I’ve more or less stopped saving my longish comments on others’ blogs to re-post them here, probably because they’re often so specifically responding to the post and to the other comments that it feels like a nuisance to try to fill in all that background here–or maybe I’m just trying to keep my own blog as content-free as possible. But I think I’ll share this one anyway:
In this post, Darlene talked about not feeling emotionally safe, even at church or on church-related blogs, to share conservative or traditional attitudes, such as her belief that it was a good decision to be a stay-home-mom with her kids. Here’s my response:
I often hold back my conservative opinions. Sometimes it’s because I value a relationship that’s not based on politics, sometimes it’s what I believe to be good manners, or other times I’ll avoid a discussion when I doubt I’ll change someone’s mind or the chance of volatility and contention seems high. Sometimes I do fantasize about starting a separate blog just to have a place to talk about my opinions on issues that I don’t want to define me entirely, but yet are part of who I am.
I remember one time in Berkeley overhearing a conversation between a couple of friends in the ward, who were talking about how working women in the church didn’t have a voice, and they were talking particularly about their mothers’ experiences with unkind judgments when they had worked. I remember thinking that I doubted these young women (who weren’t yet moms themselves) had experienced how far the pendulum had swung back, to where in many instances a mom who chooses to be home full-time is looked down on, diminished, or disapproved of, even occasionally by other women in the Church. Of course it’s true that mothers with a necessity (or at least a strong reason) for being in the workplace do sometimes get judged unkindly by others in the Church. But so has Julie Beck been, when she’s been so tactless or politically incorrect as to suggest that LDS women ought to be good homemakers. [Note: That was my tongue in my cheek; personally I do not find Julie Beck to be tactless or politically incorrect.]

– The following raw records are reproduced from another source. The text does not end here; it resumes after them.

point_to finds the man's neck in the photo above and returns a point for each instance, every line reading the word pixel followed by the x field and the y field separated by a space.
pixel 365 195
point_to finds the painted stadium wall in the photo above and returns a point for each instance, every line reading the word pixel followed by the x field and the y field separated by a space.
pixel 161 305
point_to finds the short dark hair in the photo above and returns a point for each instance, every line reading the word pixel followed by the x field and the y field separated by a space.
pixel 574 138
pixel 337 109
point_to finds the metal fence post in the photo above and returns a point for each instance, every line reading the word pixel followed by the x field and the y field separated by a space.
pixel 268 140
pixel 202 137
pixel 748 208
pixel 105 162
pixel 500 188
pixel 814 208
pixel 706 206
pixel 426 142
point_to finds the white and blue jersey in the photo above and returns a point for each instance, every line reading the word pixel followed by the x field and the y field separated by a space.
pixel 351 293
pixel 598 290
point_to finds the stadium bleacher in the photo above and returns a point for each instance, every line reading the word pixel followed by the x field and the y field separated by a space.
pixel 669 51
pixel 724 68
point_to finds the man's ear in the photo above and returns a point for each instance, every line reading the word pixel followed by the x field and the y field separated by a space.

Rarely, but occasionally, I’ll start thinking that I’m not doing enough to distinguish myself nor develop my talents–and it’s not because I’ve mastered my domestic responsibilities and need more pursuits to fill my time. In fact, I think it’s because I haven’t mastered homemaking and child rearing, and am beginning to doubt that I ever will master them, so I crave some other arena where I can shine. (An alternate arena that’s likely in some ways to be less demanding.) Again, I haven’t felt that way terribly often, but I’ve been feeling it somewhat lately. Maybe it’s because recently I’ve encountered some amazing and very talented people whose accomplishments I envy, or, again, maybe it’s because it’s hard for me to see my successes on the home front. I also, just occasionally, feel that I’m somehow spoiled or decadent to stay home with my kids, as that “privilege” becomes rarer in the world. But then I remind myself not just that doing this job involves real and great sacrifices, but also that I absolutely believe that having a present and engaged mother is by far the best circumstance for kids, whenever it’s possible. I even probably enjoy being stuck at home with my kids more than many women do, but I still really would love for it to be the kind of a job I felt like I could master. (I do also believe that all parents need some creative outlet other than parenting and homemaking, but often the demands of parenthood can mean keeping those interests at a simmer rather than a rolling boil, during the most crucial child-rearing years.)
I do think in the world in general, the role of stay-home-mom is under a heavy barrage of attack, and I’m extremely grateful for the encouragement and support I get from the Church in reminding me that this thing that I wanted for myself and for my kids really is possible, valuable, and worthwhile.
(I think I might also put this comment up at my blog. I don’t know why I typically write essays in other people’s comment boxes instead of at my own blog–although the first paragraph of this comment might partly explain that tendency of mine.)
After making the above comment a few days ago, by today I didn’t even recognize those feelings of semi-thwarted-ambition I expressed, because the things I’d said had helped me work through those feelings to the point that they evaporated (at least for now.)
I do have a few more responses to Darlene’s original post, now, though:
I think that creating a space where people feel safe to express their true feelings is very important, but in a Church context there’s an intrinsic tension in that the Church can and should stand for something; a Church whose only goal is to make everyone feel good about any and all choices can’t have any real meaning, but on the other hand, we definitely believe, in the Church, that we should be accepting and loving and that only God can ultimately judge our accountability for our decisions. (We can, however–and this is a very widely misunderstood concept–judge the actions themselves.) So I guess the fine line we walk is to teach true principles and let people govern themselves, and to stand for good general truths without presuming to know others’ hearts or the particulars of their circumstances. Hopefully the combination of frankness about true principles combined with compassion towards specific situations is what will make people feel “safe,” no matter what principles and practices they’re still struggling with or have mastered.